The appeals arose as a result of the removal of the residence test on enfranchisement claims in 2003. Before this, the question of whether a building was a “house” was a relatively straightforward one because the tenant had to live in the building. Since 2003 claims have been made in respect of buildings in a variety of uses. Lord Carnwath, who gave the leading judgment, said that parliament obviously did not intend to extend the scope of the legislation so that it gave tenants statutory rights in relation to buildings that were used purely for non-residential purposes.
The test of whether a building is a “house” under the 1967 Act contains two separate questions. Firstly whether the building is “designed or adapted for living in” and, secondly, whether the building is “a house reasonably so called”.
The Supreme Court felt that both parts of the test have to be read in the context of the house being a place to live rather than a piece of architecture or part of a street scene. The first element therefore concerned the identity or function of the building based on its physical characteristics and the second concerned the primary meaning of a “house” as a single residence.
On this basis the Justices of the Supreme Court concluded that the buildings in the Day v Hosebay appeal (which were houses that had been converted into flatlets for use as short term accommodation for students or visitors to London) could not reasonably be called houses. The fact that the buildings might look like houses or might be referred to as houses was not, in their view, sufficient to displace the fact that the use was entirely commercial. On the earlier con-joined appeal ofHoward de Walden v Lexgeorge that concerned a town house in Marylebone sub-let as offices to a firm of solicitors the Supreme Court only had to consider the second part of the test as it had been conceded in Lexgeorge that the building was designed or adapted for living in. Although in previous decisions there was reference to a residential maisonette on the top two floors of the building the judgment refers to the building as being wholly used for offices. In view of the fact that the building was in commercial use they decided that it could not be a “house reasonably so called".

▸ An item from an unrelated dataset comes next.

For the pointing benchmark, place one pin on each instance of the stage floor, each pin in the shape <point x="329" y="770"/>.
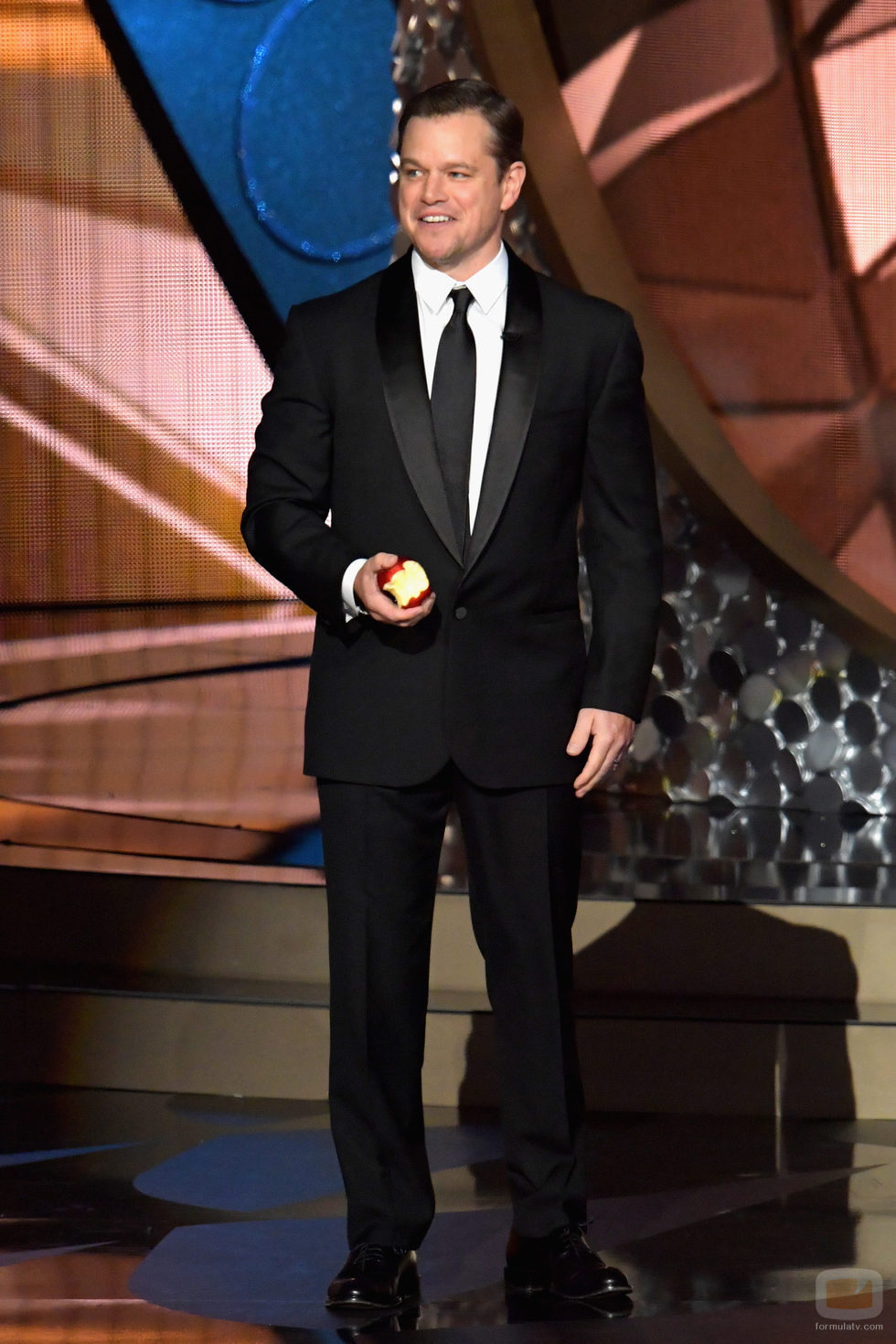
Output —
<point x="145" y="1218"/>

It appears that for policy reasons the test has now moved away from the physical characteristics of the building and towards its actual use. The key problem with this is that it is the use of the building at the date of service of the notice that must be considered. It is not clear what the test should be where the use of part or all of the building is changed before the notice is served or if the building is empty. Whether a tenant can enfranchise could now depend on the restrictions contained in the lease and whether the tenant can put itself in a position where it will be able to enfranchise by vacating or altering the use of the building. It certainly seems that this judgment may not be the final word on “houses” that everyone had hoped for.